When the price of Bitcoin can itself be manipulated, what is the point of “digital money” at all? If digital assets are tethered to the first comer, how does innovation ever take place in such an ecosystem? Of the more than 2000 cryptocurrencies tracked by CoinMarketCap, hundreds upon hundreds will wither into disuse until their liquidity turns to ice and their price to zero. A cold harsh blockchain freeze of the crypto winter.
As the global recession slowly approaches, the crypto winter might endure, and it might wipe out thousands of blockchain startups that never got up and running. If the valuation of your company is speculative and you don’t have daily active developers and users that can scale, I’m not exactly sure what you expect.
The current leaders of privacy coins, smart contract ecosystems, and even stablecoins are not necessarily the eventual winners. Heck, if Bitcoin died it would probably be a good thing for the future of digital assets and blockchain innovation. The entire market is tethered to Bitcoin’s price in something that doesn’t feel decentralized at all, it feels fixed.
Facebook could acquire Coinbase, Amazon could acquire Robinhood and, in a sense, the world would be a better place. This idea that blockchain startups and crypto entities are somehow independent from the real world of markets and business cycles and the law of regulation is absurd. Mike Novogratz’s crypto firm lost something like $134 million in the first quarter of 2018 alone.

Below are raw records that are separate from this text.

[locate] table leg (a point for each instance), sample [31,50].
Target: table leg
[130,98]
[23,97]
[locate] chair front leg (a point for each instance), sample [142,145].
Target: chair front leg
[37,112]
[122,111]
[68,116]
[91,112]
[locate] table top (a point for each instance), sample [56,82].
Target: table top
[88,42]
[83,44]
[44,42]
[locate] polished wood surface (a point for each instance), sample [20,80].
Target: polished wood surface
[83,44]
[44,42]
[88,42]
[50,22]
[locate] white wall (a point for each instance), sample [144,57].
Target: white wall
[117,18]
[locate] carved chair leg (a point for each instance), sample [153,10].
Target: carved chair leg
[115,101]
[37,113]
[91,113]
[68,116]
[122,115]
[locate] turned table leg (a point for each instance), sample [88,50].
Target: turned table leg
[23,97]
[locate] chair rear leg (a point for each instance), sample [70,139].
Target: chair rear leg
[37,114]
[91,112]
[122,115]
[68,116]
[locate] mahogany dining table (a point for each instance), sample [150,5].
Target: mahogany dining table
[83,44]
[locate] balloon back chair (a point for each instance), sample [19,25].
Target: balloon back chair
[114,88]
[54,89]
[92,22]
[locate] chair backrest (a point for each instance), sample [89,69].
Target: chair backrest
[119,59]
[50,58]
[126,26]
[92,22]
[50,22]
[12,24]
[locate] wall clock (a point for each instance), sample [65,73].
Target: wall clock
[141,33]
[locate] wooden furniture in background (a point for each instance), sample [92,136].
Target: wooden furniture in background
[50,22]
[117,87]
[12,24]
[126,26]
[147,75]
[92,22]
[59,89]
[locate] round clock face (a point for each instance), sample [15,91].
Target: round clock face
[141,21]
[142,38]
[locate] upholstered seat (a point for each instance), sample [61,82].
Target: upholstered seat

The digital asset space needs to consolidate with the real world, it can’t survive in a bubble and that’s what the crypto winter is all about. It needs Bakkt and Fidelity to give the public and investors new avenues. We also just need better blockchain startups with a clearer visions, better engineers and better leadership.
Somewhere in the process crypto lost its soul. Bitcoin became about hodling and getting rich and the human progress behind blockchain technology was lost. Crypto was hijacked by profiteers and young entrepreneurs that were more after profit than turning a new tech into a good thing. We deserve the crypto winter, we did it to ourselves.